En France, la fraude fiscale s’est élevée à 100 milliards d’euros en 2018. En pole position dans la gestion de fortune mondiale, UBS y a été notamment condamnée à une amende de 4,2 milliards pour la mise en place d’un vaste système d’évasion fiscale de 2004 à 2011. « Carnets du lait », tel est l’un des noms de code associé à l’opération de « démarchage bancaire illicite», comme l’a requalifié le parquet parisien.

UBS au Guinness

À moins que vous ayez opté pour un pack de vacances de février en igloo arctique sans connexion incluse, vous êtes au jus. La « very bad news » pour la banque suisse aux trois clés, qui s’affiche sur le dossard des quelques 40’000 « runners » de la Course de l’Escalade de Genève, dont elle est le principal sponsor, et sa filiale française, qui tournent en boucle sur vos écrans favoris. Leur condamnation, mercredi dernier à des peines record au Tribunal correctionnel de Paris: 3,7 milliards d’euros d’amende et 800 millions d’euros de dommages et intérêts pour UBS AG et UBS France.

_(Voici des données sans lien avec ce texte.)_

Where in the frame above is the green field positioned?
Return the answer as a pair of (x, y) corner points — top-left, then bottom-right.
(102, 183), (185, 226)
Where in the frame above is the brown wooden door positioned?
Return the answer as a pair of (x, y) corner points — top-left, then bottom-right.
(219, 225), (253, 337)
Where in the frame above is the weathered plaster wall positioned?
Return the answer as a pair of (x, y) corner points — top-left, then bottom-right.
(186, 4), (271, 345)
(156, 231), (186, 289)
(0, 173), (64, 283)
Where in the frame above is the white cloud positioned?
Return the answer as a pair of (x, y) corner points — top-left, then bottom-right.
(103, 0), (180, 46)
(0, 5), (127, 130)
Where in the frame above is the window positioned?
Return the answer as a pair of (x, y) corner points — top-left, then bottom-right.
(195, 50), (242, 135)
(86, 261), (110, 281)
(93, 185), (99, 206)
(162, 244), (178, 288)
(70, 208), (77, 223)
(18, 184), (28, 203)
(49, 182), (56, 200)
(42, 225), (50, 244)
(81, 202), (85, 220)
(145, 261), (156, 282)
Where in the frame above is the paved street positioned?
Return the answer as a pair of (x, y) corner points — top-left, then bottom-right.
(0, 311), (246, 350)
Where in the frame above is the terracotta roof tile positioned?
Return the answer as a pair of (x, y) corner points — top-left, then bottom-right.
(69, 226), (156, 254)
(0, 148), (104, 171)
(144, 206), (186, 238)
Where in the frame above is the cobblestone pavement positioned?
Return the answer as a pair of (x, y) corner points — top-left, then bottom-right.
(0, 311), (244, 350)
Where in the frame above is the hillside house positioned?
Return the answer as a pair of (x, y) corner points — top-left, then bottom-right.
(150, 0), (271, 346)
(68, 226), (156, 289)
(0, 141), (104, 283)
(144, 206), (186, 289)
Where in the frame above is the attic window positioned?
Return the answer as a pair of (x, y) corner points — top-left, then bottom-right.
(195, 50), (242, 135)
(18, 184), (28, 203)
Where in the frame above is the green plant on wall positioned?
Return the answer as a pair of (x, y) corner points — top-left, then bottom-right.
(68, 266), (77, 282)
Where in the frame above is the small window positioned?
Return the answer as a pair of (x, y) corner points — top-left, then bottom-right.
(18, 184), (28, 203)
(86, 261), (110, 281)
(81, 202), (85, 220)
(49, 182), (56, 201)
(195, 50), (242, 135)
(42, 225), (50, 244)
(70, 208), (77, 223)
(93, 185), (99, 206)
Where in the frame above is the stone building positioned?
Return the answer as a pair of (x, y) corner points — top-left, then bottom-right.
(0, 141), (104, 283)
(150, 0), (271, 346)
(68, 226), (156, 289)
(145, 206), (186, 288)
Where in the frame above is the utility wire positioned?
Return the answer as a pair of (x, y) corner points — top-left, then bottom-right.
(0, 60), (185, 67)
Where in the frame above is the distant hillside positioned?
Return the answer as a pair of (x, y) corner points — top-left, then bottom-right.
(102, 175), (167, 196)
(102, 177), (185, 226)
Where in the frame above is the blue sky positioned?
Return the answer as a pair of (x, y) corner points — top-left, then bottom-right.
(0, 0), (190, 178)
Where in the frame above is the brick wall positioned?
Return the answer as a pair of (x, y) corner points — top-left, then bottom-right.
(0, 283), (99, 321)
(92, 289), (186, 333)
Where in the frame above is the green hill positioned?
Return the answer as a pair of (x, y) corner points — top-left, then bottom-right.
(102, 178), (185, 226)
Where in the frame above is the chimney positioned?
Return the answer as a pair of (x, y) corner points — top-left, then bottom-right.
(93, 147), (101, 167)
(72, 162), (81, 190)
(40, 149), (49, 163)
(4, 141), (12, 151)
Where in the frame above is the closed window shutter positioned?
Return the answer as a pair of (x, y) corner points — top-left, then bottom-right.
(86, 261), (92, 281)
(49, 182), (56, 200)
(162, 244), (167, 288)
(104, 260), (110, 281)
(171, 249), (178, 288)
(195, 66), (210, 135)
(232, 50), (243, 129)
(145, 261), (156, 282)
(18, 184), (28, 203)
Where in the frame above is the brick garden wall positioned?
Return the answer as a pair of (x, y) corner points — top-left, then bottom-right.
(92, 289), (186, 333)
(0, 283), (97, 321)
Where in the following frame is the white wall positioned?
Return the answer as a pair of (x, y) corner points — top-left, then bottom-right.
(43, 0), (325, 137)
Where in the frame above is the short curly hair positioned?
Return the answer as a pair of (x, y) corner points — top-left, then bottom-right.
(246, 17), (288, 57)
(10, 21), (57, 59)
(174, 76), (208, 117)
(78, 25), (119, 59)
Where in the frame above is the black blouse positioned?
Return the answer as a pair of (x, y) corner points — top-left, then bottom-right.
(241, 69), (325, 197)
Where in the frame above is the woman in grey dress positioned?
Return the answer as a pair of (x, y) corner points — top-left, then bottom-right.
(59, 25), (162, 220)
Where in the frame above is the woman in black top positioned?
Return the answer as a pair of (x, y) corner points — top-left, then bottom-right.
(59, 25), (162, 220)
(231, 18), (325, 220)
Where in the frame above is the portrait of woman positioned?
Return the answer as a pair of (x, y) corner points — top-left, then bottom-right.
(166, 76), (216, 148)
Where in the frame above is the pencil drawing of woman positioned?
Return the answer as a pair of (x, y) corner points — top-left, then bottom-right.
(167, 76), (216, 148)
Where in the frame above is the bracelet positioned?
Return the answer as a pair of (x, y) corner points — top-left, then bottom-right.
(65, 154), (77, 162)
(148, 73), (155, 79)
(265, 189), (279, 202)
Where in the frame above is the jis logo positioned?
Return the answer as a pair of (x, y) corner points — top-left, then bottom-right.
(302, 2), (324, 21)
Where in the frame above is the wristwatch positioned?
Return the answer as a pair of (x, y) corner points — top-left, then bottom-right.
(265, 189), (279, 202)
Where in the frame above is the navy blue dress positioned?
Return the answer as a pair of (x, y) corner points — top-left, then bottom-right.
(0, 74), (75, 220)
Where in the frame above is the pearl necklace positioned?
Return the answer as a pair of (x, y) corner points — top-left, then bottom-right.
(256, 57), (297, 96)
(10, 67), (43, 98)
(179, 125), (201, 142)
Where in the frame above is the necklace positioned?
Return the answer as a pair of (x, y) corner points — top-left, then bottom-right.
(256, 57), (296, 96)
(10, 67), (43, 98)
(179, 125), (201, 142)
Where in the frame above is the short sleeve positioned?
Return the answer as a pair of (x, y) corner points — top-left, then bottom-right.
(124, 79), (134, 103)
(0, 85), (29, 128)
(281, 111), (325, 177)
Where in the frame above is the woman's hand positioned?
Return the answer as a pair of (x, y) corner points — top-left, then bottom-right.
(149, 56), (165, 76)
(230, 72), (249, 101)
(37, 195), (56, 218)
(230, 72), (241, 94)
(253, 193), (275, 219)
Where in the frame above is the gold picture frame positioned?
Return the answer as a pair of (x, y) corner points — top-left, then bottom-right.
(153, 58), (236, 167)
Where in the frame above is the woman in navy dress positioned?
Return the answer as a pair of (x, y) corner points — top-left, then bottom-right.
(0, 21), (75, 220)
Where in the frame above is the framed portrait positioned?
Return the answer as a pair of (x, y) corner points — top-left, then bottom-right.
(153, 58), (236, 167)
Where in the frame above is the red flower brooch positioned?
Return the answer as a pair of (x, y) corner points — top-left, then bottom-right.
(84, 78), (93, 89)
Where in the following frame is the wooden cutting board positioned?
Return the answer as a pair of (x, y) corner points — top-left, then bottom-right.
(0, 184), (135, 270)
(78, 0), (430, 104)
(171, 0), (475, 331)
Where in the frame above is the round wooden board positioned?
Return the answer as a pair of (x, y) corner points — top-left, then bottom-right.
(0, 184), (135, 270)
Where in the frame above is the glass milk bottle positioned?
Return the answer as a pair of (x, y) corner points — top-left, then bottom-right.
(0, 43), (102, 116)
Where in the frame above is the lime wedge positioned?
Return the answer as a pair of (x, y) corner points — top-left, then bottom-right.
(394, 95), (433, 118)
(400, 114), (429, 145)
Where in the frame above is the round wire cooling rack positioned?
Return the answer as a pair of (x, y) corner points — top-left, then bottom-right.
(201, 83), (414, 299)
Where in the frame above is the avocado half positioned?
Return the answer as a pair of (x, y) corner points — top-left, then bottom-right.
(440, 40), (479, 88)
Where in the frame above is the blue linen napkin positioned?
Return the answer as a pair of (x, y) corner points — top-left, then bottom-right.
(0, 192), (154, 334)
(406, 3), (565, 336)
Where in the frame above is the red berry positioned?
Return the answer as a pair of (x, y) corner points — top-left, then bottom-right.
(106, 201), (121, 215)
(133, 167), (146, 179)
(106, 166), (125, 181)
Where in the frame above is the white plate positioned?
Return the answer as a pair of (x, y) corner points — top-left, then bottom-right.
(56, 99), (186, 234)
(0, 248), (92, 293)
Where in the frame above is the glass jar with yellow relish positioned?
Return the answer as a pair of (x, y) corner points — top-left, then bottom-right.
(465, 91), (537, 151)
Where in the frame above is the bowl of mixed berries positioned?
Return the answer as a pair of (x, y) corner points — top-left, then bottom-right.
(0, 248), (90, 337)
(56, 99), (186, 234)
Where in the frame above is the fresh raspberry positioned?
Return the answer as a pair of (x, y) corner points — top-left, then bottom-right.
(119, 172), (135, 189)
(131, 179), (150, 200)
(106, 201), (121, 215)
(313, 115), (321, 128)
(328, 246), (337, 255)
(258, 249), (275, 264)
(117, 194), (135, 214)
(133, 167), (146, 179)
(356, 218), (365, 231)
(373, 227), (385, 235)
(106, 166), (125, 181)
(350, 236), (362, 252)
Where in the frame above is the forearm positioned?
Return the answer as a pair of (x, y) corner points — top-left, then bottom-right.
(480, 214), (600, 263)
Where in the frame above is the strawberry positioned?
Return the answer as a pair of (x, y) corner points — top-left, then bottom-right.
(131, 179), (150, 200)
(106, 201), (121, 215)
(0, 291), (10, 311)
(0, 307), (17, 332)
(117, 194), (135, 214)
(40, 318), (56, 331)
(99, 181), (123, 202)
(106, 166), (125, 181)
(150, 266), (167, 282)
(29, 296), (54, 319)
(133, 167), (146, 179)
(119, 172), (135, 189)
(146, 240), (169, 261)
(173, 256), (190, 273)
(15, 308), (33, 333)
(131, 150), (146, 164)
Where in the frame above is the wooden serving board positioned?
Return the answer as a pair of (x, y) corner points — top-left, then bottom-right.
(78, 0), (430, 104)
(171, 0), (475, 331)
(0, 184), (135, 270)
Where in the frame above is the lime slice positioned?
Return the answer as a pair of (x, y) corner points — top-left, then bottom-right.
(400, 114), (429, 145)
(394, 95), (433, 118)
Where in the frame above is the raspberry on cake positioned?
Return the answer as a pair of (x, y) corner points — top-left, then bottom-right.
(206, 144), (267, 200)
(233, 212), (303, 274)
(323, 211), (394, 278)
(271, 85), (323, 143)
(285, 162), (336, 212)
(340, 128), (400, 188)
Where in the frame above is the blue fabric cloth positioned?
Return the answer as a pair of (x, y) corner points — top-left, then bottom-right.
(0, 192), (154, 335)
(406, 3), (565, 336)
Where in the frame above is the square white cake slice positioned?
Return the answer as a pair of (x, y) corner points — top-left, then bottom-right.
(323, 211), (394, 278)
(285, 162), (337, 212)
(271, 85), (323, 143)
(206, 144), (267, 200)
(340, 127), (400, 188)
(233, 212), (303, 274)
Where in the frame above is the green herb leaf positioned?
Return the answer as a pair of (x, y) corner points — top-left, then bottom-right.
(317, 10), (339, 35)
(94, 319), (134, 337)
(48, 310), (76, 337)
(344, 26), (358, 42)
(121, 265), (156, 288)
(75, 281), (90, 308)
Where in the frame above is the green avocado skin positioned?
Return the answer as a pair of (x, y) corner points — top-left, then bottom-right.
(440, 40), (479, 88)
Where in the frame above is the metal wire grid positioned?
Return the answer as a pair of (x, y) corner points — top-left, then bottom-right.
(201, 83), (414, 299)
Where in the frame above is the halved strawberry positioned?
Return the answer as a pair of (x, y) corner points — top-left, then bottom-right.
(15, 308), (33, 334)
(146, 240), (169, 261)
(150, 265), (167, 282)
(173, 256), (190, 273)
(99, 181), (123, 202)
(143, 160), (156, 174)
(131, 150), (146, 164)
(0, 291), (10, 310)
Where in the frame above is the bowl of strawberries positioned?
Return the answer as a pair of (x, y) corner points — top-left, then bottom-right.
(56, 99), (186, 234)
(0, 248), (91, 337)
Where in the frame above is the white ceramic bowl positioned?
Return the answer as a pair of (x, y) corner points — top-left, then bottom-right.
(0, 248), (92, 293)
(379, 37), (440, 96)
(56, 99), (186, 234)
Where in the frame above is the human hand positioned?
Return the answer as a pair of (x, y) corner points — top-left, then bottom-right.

À l’issue du procès qui s’est tenu du 8 octobre au 15 novembre 2018, la culpabilité d’UBS AG pour des fautes d’une « extrême gravité » est avérée selon la justice française. À ses yeux, la banque suisse est « pénalement responsable des faits de démarchage et de blanchiment aggravé qui trouvent leur source dans une organisation intégrée, verticale et systémique » destinée à contourner les législations fiscales françaises et européennes. En 2014, les juges évaluaient les actifs français occultes d’UBS de 13 à 23 milliards d’euros. Chiffre combattu par la banque, qui a déjà versée une caution judiciaire record de 1,1 milliard d’euros.

Feuilleton à rallonge

À en croire la justice de l’hexagone, UBS AG et UBS France ont fait « prévaloir leurs intérêts économiques sur ceux de l’État français ». Une formulation qui devrait, au mieux, possiblement intriguer les éléments, plus ou moins performants, d’une possible « Ligue du LOL » dans le domaine économique, des PME aux multinationales.

La banque et le parquet national financier français n’étaient pas arrivés à un accord transactionnel hors tribunaux. À l’opposé de ce qu’ont permis les États-Unis. UBS y avait sorti de sa poche 780 millions de dollars pour mettre fin aux poursuites en 2009. Et l’Allemagne avec 300 millions d’euros acquittés en 2014. L’ancien boss de la gestion de fortune chez UBS AG, Raoul Weil, est le seul des six ex-cadres dirigeants de la banque a être acquitté, comme cela avait été le cas à l’issue de son procès en Floride (novembre 2004).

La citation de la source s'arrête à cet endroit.